At fourteen, as one of Millie’s girls, I hopped-to throughout a hot summer
and into fall, taking customers’ orders as they sat in their cars in numbered
stalls. Neatly I printed my initials and clipped each small sheet to a wire
pulley yanked inside by Cook whose face was round and red like a cartoon
sun. On trays that hooked onto car windows, I delivered frosty mugs brim-full
of root beer, hot wrapped Papa, Mama and Baby burgers with their
special spice, and a hotchpotch of French fries in pools of ketchup.
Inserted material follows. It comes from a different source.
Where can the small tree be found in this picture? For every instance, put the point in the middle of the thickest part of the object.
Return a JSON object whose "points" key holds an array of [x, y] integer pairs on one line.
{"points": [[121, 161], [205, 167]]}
When
drivers flashed their lights, I hurried to collect trays hoping to find a gratuity
amid the rubble of used napkins and empty mugs. Sometimes we carhops
were so busy we never sat down during our shift. Sometimes there’d be
breaks in service when we sat like benched athletes eager to get back in the
game. When a car pulled off the road, the crunch of its tires on gravel
resounded. We wanted each new arrival to be a couple with hungry
children or a single boy who liked us, would park in our assigned zone, tip
big. At closing time, when the neon lights went dark, we picked up litter in
the parking lot, helped mop the floor inside, swab the counters, clean the
grill. Our flipped-up hairdos smelled of fried onions and oil. There would
be no boyfriend trouble or curfew breaking at the franchise of Millie Lantis
who drove us home, waiting in her car until she saw us close our front door
and turn on a light. Before showering, I always emptied the sagging pockets
of my uniform’s apron. I flattened the damp dollars and stacked coins into
silver silos with the tired glee of a miser.